Convictions

War Powers Consultation Act

Suppose you think that Congress should have more say over war-making, as James Baker, William Christopher, and their bipartisan commission do , and the president less.  Would your new War Powers Consultation Act do this?

Our proposed statute would provide that the president must consult with Congress before ordering a “significant armed conflict” - defined as combat operations that last or are expected to last more than a week. To provide more clarity than the 1973 War Powers Resolution, our statute also defines what types of hostilities would not be considered significant armed conflicts - for example, training exercises, covert operations or missions to protect and rescue Americans abroad. If secrecy or other circumstances precluded prior consultation, then consultation - not just notification - would need to be undertaken within three days.

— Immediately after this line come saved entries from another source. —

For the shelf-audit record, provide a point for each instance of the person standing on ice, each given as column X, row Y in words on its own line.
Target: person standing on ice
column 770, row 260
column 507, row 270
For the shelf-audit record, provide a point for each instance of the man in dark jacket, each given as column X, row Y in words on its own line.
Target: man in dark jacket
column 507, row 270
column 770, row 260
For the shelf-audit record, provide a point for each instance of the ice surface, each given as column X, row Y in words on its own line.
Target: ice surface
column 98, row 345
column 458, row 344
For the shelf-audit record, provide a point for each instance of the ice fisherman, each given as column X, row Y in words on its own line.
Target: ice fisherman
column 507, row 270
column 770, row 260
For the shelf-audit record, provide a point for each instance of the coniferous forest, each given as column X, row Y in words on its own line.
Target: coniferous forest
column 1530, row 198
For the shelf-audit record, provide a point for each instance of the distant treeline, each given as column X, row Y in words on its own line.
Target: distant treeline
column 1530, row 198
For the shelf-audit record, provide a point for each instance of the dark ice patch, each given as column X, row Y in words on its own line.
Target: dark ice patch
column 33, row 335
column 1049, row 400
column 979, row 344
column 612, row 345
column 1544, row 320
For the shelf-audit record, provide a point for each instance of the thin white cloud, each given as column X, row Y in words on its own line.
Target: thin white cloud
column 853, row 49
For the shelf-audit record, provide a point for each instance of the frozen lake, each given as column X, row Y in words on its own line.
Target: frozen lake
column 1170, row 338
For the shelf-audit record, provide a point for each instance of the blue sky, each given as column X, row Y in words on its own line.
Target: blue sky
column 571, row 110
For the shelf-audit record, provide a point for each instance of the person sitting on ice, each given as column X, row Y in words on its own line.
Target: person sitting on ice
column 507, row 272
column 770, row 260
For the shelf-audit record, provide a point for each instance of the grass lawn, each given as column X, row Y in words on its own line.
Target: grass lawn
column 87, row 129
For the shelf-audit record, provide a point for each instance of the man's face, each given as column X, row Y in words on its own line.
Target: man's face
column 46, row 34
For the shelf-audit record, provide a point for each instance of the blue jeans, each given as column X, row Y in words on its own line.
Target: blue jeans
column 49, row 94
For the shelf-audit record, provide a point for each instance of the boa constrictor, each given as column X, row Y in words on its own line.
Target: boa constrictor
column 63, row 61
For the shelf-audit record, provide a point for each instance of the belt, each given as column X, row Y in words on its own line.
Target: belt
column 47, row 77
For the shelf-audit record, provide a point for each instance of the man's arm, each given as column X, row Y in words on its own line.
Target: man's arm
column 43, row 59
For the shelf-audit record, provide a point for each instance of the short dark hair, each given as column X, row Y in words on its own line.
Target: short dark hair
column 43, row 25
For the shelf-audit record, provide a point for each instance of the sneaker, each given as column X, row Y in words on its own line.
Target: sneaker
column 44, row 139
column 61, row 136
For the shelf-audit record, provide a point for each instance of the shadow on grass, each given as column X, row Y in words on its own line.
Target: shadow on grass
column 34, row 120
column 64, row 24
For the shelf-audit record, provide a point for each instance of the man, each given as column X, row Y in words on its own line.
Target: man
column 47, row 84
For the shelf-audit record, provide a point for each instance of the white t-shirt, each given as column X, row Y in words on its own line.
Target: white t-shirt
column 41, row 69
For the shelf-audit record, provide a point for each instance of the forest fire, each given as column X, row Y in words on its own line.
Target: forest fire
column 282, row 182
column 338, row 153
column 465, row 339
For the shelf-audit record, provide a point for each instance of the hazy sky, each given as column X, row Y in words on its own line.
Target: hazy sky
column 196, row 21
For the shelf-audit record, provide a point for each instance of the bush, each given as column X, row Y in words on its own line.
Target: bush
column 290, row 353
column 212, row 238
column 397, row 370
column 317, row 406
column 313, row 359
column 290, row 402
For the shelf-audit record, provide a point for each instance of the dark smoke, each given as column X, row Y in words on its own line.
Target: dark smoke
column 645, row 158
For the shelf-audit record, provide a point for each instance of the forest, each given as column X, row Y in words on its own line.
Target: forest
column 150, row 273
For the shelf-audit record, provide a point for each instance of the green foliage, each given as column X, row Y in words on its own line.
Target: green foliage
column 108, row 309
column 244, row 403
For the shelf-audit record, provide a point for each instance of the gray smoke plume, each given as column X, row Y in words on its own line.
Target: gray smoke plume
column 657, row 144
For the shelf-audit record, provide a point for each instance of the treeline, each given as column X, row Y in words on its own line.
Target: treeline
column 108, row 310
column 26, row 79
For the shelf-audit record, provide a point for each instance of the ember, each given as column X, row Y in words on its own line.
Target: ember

To guarantee that the president consults with a cross section of Congress, the act would create a joint Congressional committee made up of the leaders of the House and the Senate as well as the chairmen and ranking members of key committees. These are the members of Congress with whom the president would need to personally consult. Almost as important, the act would establish a permanent, bipartisan staff with access to all relevant intelligence and national-security information.

Congress would have obligations, too. Unless it declared war or otherwise expressly authorized a conflict, it would have to vote within 30 days on a resolution of approval. If the resolution of approval was defeated in either House, any member of Congress could propose a resolution of disapproval. Such a resolution would have the force of law, however, only if it were passed by both houses and signed by the president or the president’s veto were overridden. If the resolution of disapproval did not survive the president’s veto, Congress could express its opposition by, for example, using its internal rules to block future spending on the conflict.

It won’t work, even in the unlikely event that a president would sign this bill, or Congress overrode a veto.  Presidents won’t consult; they’ll inform, as they always have.  If Congress, or members of Congress, try to persuade a court to compel the president to consult, the court will refuse, as courts always have, in such interbranch spats.  If a member of Congress proposes a resolution of disapproval, it won’t obtain the 2/3 vote necessary to overcome the president’s inevitable veto, and even if it does, the president will ignore the resolution, as presidents always have.  Congress could express its opposition by blocking future spending, but Congress has always had this option, and almost never used it.  As for the permanent committee, the problem has never been that the president doesn’t know whom to consult; it’s that his judgment and Congress’s is different, and Congress has no politically viable tools for preventing the president from taking us to war.

The War Powers Resolution, which this new bill is to supplant, didn’t fail because it was unconstitutional.  It failed because, over the years, the president has obtained the power to make war.  That won’t change until the public decides that it won’t allow one person to have this power.  Only a disaster would cause the public to make such a decision.  Is Iraq such a disaster?  No; Congress authorized that war, so even if the War Powers Consultation Act had been on the books when that war began, it wouldn’t have made a bit of difference.

UPDATE: see Timothy Noah’s discussion here .  Noah says that Congress wouldn’t take the power even if given to it.  Maybe that’s true, or often true, but there have been some cases – Clinton’s use of force in Kosovo comes to mind – where Congress stepped to the plate, bravely made its disapproval known on the record for all to see, and – was ignored.